REALITY: Drought effects increase the lack of food and water for animals, wildlife migrates to
different countries due to this. This lack can cause diseases to eventual
extinction of wildlife in the cities.
- Philadelphia Mahlamabane (JHB South Africa)
RESILIENCE: Groundwater declines during droughts causing poor crop produce. This
increases the effects of food security in communities. A community of
women forage irrigation to help their crops daily, in turn encouraging growth.
- Philadelphia Mahlamabane (JHB South Africa)





RESILIENCE: Amid a backdrop of a roadside illegal rubbish dump and political promises,
a young man carries used tyres for recycling, showcasing resilience in African cities.
Despite challenges, individuals strive to make a difference, symbolizing a
collective effort to combat the impacts of climate change and urban hardships.
This scene embodies the spirit of resilience and adaptation in the face of
environmental and societal challenges across Africa.
- Theus Badenhorst (Bronkhorstspruit South Africa)





REALITY: Amidst South Africa's coal-reliant power plants, coal trucks incessantly ferry fuel,
while industrial chicken farms burn coal nightly to regulate temperatures against
plunging Highveld cold. This juxtaposition illustrates the entrenched reliance on coal
and the consequential environmental impact as African cities battle the escalating
effects of climate change.
- Theus Badenhorst (Bronkhorstspruit South Africa)







RESILIENCE: Reclaiming the land using farming to fight climate change ,poverty and
creating job opportunities in making agriculture fashionable to the youth and
community at large.  - Xolani Ntuli (South Africa)














REALITY: Mother earth is desert with no trees to house the oxygen through her
I can't breathe. - Xolani Ntuli (South Africa)













West Africa submissions


Despite the brutal floods of the Kaédian winter, life goes on. With his feet up to his calves in water,
this population census officer continues his door-to-door work. Leaning out of his window to
avoid putting his feet in the water, this father replies with a smile.
- Ba Mouhamadou (Kaedi Mauritanie)
REALITY: The winter of 2023 has caused serious damage in the town of Kaédi. With climate
change, irregular and intense rainfall leads to flash flooding. Overnight, this street,
still dusty the day before, was drowned.
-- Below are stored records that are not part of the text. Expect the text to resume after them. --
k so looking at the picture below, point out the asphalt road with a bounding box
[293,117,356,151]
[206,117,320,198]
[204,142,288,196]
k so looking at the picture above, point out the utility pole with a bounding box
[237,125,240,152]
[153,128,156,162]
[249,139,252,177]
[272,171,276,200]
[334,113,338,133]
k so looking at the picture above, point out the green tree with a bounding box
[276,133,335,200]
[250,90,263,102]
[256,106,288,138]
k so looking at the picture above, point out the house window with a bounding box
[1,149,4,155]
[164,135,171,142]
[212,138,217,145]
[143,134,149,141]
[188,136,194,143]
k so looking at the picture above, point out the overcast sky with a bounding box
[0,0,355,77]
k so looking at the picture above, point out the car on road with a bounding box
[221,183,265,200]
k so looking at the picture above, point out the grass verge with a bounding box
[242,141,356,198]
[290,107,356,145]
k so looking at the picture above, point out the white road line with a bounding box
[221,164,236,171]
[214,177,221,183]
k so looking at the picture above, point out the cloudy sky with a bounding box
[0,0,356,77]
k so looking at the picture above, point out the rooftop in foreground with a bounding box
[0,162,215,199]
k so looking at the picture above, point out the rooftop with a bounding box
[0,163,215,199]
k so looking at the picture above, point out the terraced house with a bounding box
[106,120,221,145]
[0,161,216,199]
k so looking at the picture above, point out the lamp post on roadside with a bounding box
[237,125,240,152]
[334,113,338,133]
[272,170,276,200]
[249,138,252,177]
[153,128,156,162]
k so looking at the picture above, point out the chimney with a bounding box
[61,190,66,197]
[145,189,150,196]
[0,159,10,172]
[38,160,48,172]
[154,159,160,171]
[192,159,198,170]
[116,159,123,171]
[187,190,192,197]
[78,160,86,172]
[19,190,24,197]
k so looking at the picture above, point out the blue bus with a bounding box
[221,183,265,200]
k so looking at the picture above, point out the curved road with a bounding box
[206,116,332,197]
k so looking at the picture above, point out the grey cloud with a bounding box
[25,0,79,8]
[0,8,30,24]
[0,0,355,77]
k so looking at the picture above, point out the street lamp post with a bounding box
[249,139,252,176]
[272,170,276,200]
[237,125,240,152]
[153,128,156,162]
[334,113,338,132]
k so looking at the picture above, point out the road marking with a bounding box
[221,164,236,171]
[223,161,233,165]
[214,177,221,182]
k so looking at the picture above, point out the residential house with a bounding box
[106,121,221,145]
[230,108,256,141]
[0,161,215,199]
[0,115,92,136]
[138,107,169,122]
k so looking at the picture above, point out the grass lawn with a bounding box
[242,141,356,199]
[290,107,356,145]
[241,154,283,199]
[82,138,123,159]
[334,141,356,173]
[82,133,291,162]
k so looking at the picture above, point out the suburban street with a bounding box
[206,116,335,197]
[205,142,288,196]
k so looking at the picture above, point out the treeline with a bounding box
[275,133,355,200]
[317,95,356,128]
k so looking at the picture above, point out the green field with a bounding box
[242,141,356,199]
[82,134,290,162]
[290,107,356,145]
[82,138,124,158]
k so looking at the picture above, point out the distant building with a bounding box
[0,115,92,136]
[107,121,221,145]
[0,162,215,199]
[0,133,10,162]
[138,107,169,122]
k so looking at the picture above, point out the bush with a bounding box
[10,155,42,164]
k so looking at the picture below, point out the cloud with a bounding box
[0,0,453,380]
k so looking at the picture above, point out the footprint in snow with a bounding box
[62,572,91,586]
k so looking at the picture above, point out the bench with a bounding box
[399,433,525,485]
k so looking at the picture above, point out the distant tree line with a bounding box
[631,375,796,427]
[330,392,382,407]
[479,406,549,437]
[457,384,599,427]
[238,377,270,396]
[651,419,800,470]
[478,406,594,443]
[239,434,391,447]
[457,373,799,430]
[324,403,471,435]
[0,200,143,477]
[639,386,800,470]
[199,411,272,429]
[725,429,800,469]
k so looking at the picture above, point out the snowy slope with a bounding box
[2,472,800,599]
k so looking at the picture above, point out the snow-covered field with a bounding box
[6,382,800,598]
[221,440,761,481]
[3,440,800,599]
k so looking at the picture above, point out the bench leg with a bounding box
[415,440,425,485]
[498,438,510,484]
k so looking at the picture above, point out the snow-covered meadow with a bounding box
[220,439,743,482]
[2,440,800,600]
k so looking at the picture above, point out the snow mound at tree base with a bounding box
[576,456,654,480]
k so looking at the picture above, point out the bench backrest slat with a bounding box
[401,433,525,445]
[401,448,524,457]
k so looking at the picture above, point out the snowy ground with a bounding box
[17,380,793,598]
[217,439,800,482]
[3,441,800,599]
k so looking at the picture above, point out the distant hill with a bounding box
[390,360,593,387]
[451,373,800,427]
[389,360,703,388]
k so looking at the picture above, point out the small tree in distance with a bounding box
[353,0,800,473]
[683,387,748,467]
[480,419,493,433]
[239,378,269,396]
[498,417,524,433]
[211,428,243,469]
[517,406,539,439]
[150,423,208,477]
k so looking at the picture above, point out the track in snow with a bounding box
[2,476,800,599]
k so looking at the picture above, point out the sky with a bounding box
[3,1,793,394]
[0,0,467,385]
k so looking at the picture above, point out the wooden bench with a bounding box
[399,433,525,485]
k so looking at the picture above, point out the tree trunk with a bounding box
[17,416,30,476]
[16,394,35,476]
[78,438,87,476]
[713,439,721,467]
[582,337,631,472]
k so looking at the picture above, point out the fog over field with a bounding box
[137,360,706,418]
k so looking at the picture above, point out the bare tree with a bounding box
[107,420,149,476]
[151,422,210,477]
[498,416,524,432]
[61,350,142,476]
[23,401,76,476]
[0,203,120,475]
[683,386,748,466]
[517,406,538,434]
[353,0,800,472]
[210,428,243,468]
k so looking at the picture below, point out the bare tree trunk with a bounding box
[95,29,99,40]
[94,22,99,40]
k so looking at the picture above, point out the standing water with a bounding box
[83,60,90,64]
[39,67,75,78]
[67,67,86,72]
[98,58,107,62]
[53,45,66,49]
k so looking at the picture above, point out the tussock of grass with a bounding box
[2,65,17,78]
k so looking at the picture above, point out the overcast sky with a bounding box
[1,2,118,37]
A few hours later, there was no trace
of the clouds that flooded the town. - Ba Mouhamadou (Kaedi Mauritanie)
RESILIENCE: With the extreme temperatures in Kaédi between April
and June, the use of local materials in the construction of homes (such as banco),
like this site in the town centre, offers greater thermal comfort for residents.
Léo Brenet (Kaedi, Mauritanie)
With the extreme temperatures in Kaédi between April and June, the use of local materials in the construction of homes (such as banco), like this site in the town centre, offers greater thermal comfort for residents. Léo Brenet.
REALITY: The fishermen (Cubalo in Pulaar) of Kaédi have had to contend with a
drastic decline in fish stocks in the Senegal
River over the last ten years or so, as a result of a drop in the river's flow,
due to the effects of climate change, and the construction of
hydroelectric dams on the river.
Léo Brenet (Kaedi, Mauritanie)
RESILIENCE: Madam Ebun and her husband both old, have been collecting plastic bags and bottles
for years together, washing and cleaning it before taking it to recycle companies for a token.
Samuel Okechukwu (Lagos Nigeria)
REALITY: One of the major effect of climate change have been flooding.
Not just in informal settlements but also in formal locations.
This has also caused plenty migration as people tend to move away from
where they grew up and environment they've been use to.